Dengan langkah gontai, perlahan aku keluar kelas. Sesaat sebelum meninggalkan kelas, aku menoleh ke belakang dan kulihat mata penuh amarah milik Ranti sedang melihat ke arahku. Maafin aku, Ranti. Aku gak bisa berkata apa-apa padamu. Tolong, jangan anggap ini pembalasanku karena sikapmu dengan Arik kemarin. Sumpah, ini bukan karena itu.
Melan terus menyeretku hingga ke kantin. Tak ayal kami jadi pusat perhatian di sana. Banyak siswa siswi yang mengolok kami dengan membunyikan suara menggoda dan koor tak beraturan. Aku hanya tersenyum masam sambil berulang menggelengkan kepala seakan menyangkal semua yang menjadi tuduhan teman-teman.
“Kamu mau makan apa? Aku traktir!” ucap Melan kemudian.
“Aku gak laper, Mel. Aku balik kelas aja, mau ngerjain PR.” Sekali lagi aku berbohong.
“Adit!!! Ini waktunya istirahat, jangan bahas pelajaran dulu napa. Udah, diem sini!! Aku pesenin makanan dulu.”
Aku hanya diam sambil terpaksa mengangguk. Pengen rasanya berlari balik kelas, tapi itu bukan sikap yang patut dicontoh. Aku turuti saja kemauannya kali ini setelah itu aku akan pikirkan ulang. Tak lama Melan datang sambil membawa dua mangkok bakso tak lama menyusul lagi dua gelas es teh.

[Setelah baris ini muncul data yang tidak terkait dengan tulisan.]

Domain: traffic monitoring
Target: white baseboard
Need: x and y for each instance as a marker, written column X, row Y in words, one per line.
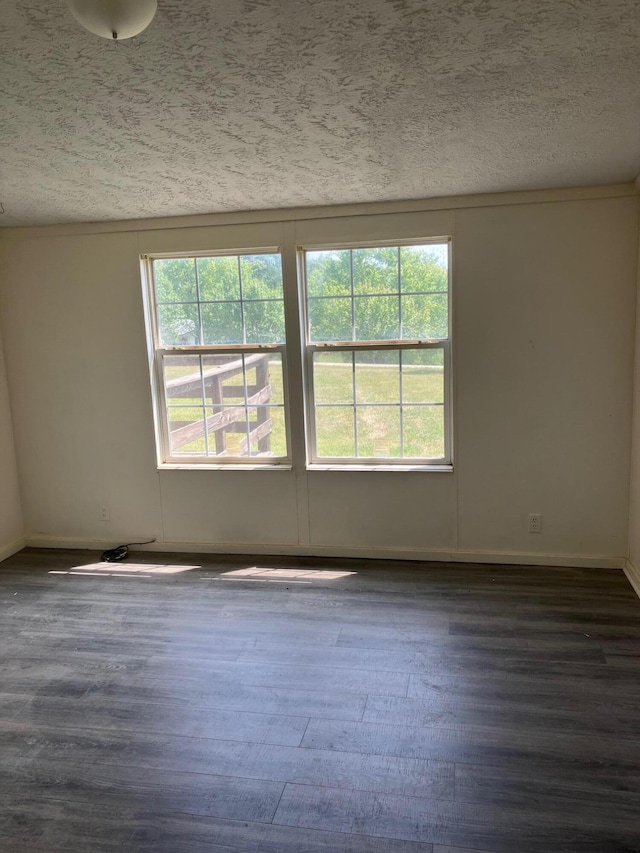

Aku hanya diam memperhatikan.
“Yuk, makan, Dit. Udara dingin gini enaknya makan yang hangat-hangat,” ucap Melan.
Aku hanya mengangguk dan mulai menikmati bakso pesanannya. Sayang juga kalau gak dimakan, mubazir kalau kata orang. Kami masih asyik menikmati makan bakso. Kali ini Melan terus berbicara banyak, cerita ngalor ngidul dan sedikit membuatku bosan. Inti ceritanya dia menceritakan kegiatannya kalau liburan dan tentang semacamnya itu.
Telingaku sudah panas dan ingin berhenti, bahkan mataku sibuk beredar mencari barangkali ada salah satu temanku yang melintas. Sehingga bisa membawaku pergi dari sini. Namun, hingga jam tanda istirahat selesai, aku masih duduk manis di bangku kantin.
“Aku balik dulu, Mel. Makasih traktirannya,” ucapku sambil gegas bangkit. Aku gak mau terlambat masuk kelas kali ini.
Namun, sepertinya Melan tidak mau membiarkanku pergi begitu saja. Dia menarik lenganku membuatku berhenti.
“Ada apa?” tanyaku. Aku sudah berbalik dan menatapnya.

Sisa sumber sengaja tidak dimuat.